Rain comments on The Power of Reinforcement

Rain 21 Jun 2012 3:13 UTC
18 points
That’s why I tried to stay positive when talking about the new SI website. Especially with technical changes like that, the (vocal) negative response can be overwhelming.
- lukeprog 21 Jun 2012 3:37 UTC
  32 points
  Parent
  Yup. When reading through the comments about the new website, I could feel my effort being punished.
  What links here?
  - dbaupp's comment on The Power of Reinforcement by lukeprog (21 Jun 2012 5:49 UTC; 4 points)

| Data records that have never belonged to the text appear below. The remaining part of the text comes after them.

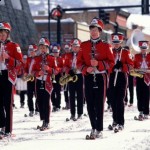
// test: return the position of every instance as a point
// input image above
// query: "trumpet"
(67, 78)
(28, 77)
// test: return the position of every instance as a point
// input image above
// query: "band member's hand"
(5, 55)
(1, 59)
(25, 74)
(118, 65)
(94, 62)
(41, 73)
(46, 67)
(56, 71)
(90, 69)
(71, 72)
(32, 53)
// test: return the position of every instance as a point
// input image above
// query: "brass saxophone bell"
(67, 78)
(28, 77)
(136, 74)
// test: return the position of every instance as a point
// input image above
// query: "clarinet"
(43, 63)
(93, 57)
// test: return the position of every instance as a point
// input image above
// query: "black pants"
(117, 94)
(22, 97)
(131, 89)
(44, 102)
(6, 102)
(30, 94)
(95, 98)
(76, 91)
(56, 93)
(142, 91)
(66, 94)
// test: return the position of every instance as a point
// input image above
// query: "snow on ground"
(71, 135)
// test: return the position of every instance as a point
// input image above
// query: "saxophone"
(43, 63)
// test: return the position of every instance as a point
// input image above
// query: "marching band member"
(67, 54)
(130, 87)
(21, 85)
(56, 93)
(10, 55)
(141, 62)
(118, 81)
(95, 59)
(32, 53)
(75, 88)
(43, 70)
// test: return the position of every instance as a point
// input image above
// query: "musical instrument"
(136, 36)
(116, 75)
(139, 72)
(28, 77)
(93, 57)
(53, 76)
(43, 63)
(67, 78)
(2, 50)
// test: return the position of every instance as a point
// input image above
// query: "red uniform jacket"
(67, 61)
(104, 56)
(138, 62)
(37, 67)
(14, 51)
(126, 59)
(29, 64)
(58, 65)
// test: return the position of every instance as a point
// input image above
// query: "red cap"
(55, 48)
(67, 47)
(5, 26)
(117, 37)
(144, 44)
(96, 22)
(75, 42)
(44, 41)
(33, 47)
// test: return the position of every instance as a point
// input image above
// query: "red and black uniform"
(21, 86)
(31, 86)
(7, 81)
(75, 88)
(44, 85)
(131, 90)
(117, 92)
(96, 83)
(65, 57)
(56, 93)
(141, 61)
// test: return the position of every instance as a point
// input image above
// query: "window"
(2, 2)
(16, 4)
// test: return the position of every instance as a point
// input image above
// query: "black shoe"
(31, 114)
(22, 105)
(73, 118)
(79, 116)
(45, 126)
(120, 127)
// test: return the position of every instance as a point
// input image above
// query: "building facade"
(17, 13)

  - pjeby 21 Jun 2012 16:52 UTC
    20 points
    Parent
    
    Yup. When reading through the comments about the new website, I could feel my effort being punished.
    
    Perhaps you could have somebody read them for you and summarize them in a non-critical way, thus creating a reinforcement shield.
    
    Alternately, you could adapt what internet marketing “personalities” do, and promote doing: practice celebrating criticism. One marketer (I forget which one) described making a practice of throwing his hands in the air and shouting “Woo!” when he received a criticism via email.
    
    (Background: “personality” marketers promote by writing emotionally charged material that’s intended to divide their audience into people who either love or hate them. Thus, the presence of hate mail is evidence that their strategy is working. They will then often publicize the hate mail, in order to stir up the emotions of the people on the opposite side of the debate. Talk radio hosts, bloggers, political commentators, etc. also use these strategies, even if they’re not always considered “marketers” in a traditional sense. Whether you consider this “dark arts” is largely a political question, since the LW sequences use these tactics also. Whether he knows it or not, Eliezer is a personality marketer in this sense, it’s just that he’s not as efficiently monetizing the results. ;-) )

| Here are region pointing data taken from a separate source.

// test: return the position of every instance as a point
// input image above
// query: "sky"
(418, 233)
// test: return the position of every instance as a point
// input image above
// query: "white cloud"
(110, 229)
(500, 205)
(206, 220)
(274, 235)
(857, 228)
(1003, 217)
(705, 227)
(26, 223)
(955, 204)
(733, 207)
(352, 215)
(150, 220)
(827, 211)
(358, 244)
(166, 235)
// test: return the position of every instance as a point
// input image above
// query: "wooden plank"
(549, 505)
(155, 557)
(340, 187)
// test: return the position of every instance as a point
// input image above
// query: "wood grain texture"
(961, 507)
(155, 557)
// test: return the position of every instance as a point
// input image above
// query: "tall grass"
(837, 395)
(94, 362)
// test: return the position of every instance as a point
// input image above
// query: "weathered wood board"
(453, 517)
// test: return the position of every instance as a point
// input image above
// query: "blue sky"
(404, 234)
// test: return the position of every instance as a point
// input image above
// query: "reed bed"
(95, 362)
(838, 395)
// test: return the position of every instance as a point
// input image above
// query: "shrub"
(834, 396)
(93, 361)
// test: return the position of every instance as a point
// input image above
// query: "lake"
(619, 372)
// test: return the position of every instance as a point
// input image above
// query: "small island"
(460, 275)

  - John_Maxwell 21 Jun 2012 5:45 UTC
    7 points
    Parent
    Sorry about that.
    
    It seems to me that if humans were emotionless utility maximizers, we would prefer hearing criticism over praise, the same way programmers purchase more utility by fixing bugs in their programs than polishing features that already work. I suspect criticism is generally more valuable from a pure decision theoretic perspective.
    
    I wonder if there is an effective way to buy encouragement and criticism separately. Also, it’s hard to know exactly how best to encourage folks. In theory it’s possible that making a new website is not the best use of SI’s resources, which suggests reinforcement would not be optimal. But we still may want to reinforce you towards the more general behavior of taking steps to achieve your organizational goals. So what’s the best response?
    
    Maybe someone can develop some general guidelines for reinforcing/criticizing people, similar to what the nonviolent communication people came up with. (When {observable event} happened, I felt {feeling} because I need/value {underlying need that felt unmet or value that felt jeopardized}. Would you be willing to {specific request that person could do} in the future?) E.g. check to see if the person was acting with good intentions and reinforce them for those if they existed, check for super goals you endorse and reinforce them for working to accomplish those, check to see if the person could just have easily have sat around doing nothing and reinforce them for expending effort if this was the case, etc.
    
    I think optimally criticism would have lots more reinforcers associated with it: people should be reinforced for requesting, giving, and receiving criticism because these are all activities that are naturally aversive but actually have high expected value.
    
    So, I wholeheartedly endorse the following actions of yours: attempting to maximize humanity’s collective utility function, working on the super goal of AGI safety, actually doing stuff, and deliberately gathering critical feedback. Go Luke!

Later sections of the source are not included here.